The River - Bruce Springsteen
Le Boss nous offre un double album comme un grand roman social, une fresque poisseuse et magnifique. Ce n’est plus seulement l’espoir de “Born to Run”, c’est la confrontation avec la dure réalité du rêve américain. Les chansons de fête côtoient les ballades crépusculaires sur le mariage, la perte d’emploi. La voix est plus profonde, plus marquée par l’usure. “The River” est le pont entre l’idéalisme des 70s et la mélancolie brute des 80s.

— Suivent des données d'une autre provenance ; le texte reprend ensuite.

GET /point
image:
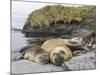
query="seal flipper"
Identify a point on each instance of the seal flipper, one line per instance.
(65, 67)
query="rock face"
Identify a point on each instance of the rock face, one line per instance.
(83, 62)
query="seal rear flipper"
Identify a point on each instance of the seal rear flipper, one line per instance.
(19, 57)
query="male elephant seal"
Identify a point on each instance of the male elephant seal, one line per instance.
(37, 55)
(57, 51)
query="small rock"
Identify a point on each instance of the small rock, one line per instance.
(25, 66)
(83, 62)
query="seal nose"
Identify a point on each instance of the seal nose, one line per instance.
(43, 57)
(59, 59)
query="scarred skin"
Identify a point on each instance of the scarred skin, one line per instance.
(37, 55)
(57, 50)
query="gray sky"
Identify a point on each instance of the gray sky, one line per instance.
(21, 10)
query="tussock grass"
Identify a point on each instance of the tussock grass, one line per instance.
(58, 14)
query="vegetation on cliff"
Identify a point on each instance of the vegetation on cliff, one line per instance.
(58, 14)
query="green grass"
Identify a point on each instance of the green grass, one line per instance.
(58, 14)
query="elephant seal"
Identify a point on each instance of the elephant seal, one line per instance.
(57, 50)
(36, 55)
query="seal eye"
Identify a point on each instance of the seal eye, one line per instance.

C’est l’âme du peuple capturée sur vinyle.
Los Angeles - X
La fureur du Punk est toujours là, mais elle a appris à écrire des poèmes maudits. Produit par Ray Manzarek des Doors, cet album est le son exact d’une ville qui implose sous le soleil. Exene Cervenka et John Doe forment un couple de vocalistes unique, échangeant des vers acerbes sur l’amour tordu et la désintégration sociale. C’est un Rockabilly noirci au mazout, d’une vitesse et d’une intelligence lyrique sidérantes. Le manifeste urgent et magnifique du Punk californien le plus lettré.